Mitte April 2016 sind laut Angaben des UNHCR über 400 Menschen im Mittelmeer ertrunken. Diese Katastrophe ereignete sich fast auf den Tag genau ein Jahr nach jenem Unglück, bei dem im April des Vorjahres 800 Menschen vor den Küsten Europas den Tod fanden. Damals war die Betroffenheit und das Mitgefühl mit den Opfern in ganz Europa groß. Das Mittelmeer dürfe nicht zum Massengrab werden, lautete der Tenor der internationalen Gemeinschaft.
Wer heute – ein Jahr später – die Zeitungen aufschlägt, den beschleicht beizeiten das Gefühl, dass das Sterben im Mittelmeer zur Normalität geworden ist. Fast täglich kommen Menschen vor den Küsten Europas ums Leben. Der Ausnahmezustand, der uns noch vor einem Jahr unerträglich erschien, scheint zur Normalität geworden zu sein.
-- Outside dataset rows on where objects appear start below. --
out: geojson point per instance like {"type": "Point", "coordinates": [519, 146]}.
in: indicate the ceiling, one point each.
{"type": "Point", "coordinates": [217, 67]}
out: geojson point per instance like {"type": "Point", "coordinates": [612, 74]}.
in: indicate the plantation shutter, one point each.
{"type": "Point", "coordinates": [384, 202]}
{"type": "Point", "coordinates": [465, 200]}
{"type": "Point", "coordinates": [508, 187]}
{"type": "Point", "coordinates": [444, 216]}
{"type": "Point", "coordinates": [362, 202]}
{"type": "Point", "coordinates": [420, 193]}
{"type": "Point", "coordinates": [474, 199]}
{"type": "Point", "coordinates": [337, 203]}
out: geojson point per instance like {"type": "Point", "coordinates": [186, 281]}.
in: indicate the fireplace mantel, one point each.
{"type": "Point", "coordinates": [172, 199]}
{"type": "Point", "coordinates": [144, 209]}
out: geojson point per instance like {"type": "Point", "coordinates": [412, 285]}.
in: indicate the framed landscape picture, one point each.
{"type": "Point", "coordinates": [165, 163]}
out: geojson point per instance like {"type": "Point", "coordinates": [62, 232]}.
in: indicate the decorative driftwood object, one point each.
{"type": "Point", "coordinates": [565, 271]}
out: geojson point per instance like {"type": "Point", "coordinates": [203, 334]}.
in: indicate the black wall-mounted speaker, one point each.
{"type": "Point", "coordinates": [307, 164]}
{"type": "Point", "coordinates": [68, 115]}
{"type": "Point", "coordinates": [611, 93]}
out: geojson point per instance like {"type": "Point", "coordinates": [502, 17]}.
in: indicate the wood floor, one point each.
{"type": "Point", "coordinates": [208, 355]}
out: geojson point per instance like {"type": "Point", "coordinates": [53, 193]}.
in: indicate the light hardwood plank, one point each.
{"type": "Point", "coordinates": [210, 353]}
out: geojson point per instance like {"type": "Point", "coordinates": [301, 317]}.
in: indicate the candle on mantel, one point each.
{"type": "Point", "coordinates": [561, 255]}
Europa hat im letzten Jahr viel erlebt: Als im vergangenen Herbst für kurze Zeit Österreichs Grenzen offen waren, spürten wir eine Welle der Solidarität mit den schutzsuchenden Männern, Frauen und Kindern. Viele Salzburgerinnen und Salzburger spendeten warme Kleidung, Lebensmittel oder Geld. Hunderte halfen als Freiwillige am Salzburger Hauptbahnhof oder an der Grenze zu Deutschland. Diese gelebte Mitmenschlichkeit gab nicht nur Hoffnung, sie ließ Menschen näher zusammenrücken.
Einige Monate später ist die so genannte Balkanroute Vergangenheit. Der Brennpunkt der internationalen Flüchtlingsbewegung hat sich erneut an die Grenzen Europas verlagert. Für viele ist er damit aus der Aufmerksamkeit verschwunden, obwohl in den Flüchtlingslagern Griechenlands und der Türkei zum Teil katastrophale Bedingungen herrschen. Das Leid der Menschen bleibt gleich oder nimmt zu, während die Aufmerksamkeit dafür abnimmt.
In dieser Situation ist es als Caritas unsere Aufgabe, die Stimme zu erheben, um Menschlichkeit und Mitgefühl einzufordern. Ganz gleich ob in Griechenland, in der Türkei oder in den Häfen Libyens und Ägyptens: Es darf uns nicht egal sein, was an den Grenzen Europas geschieht. Gemeinsam müssen wir helfen, wenn tausende Menschen auf der Flucht oder auf der Suche nach einem menschenwürdigen Leben zu Tode kommen. In einem ersten Schritt bedeutet das, dort hinzuschauen, wo Unrecht geschieht. Und es bedeutet, nicht taub zu werden gegen die Stimmen jener, die unsere Hilfe brauchen.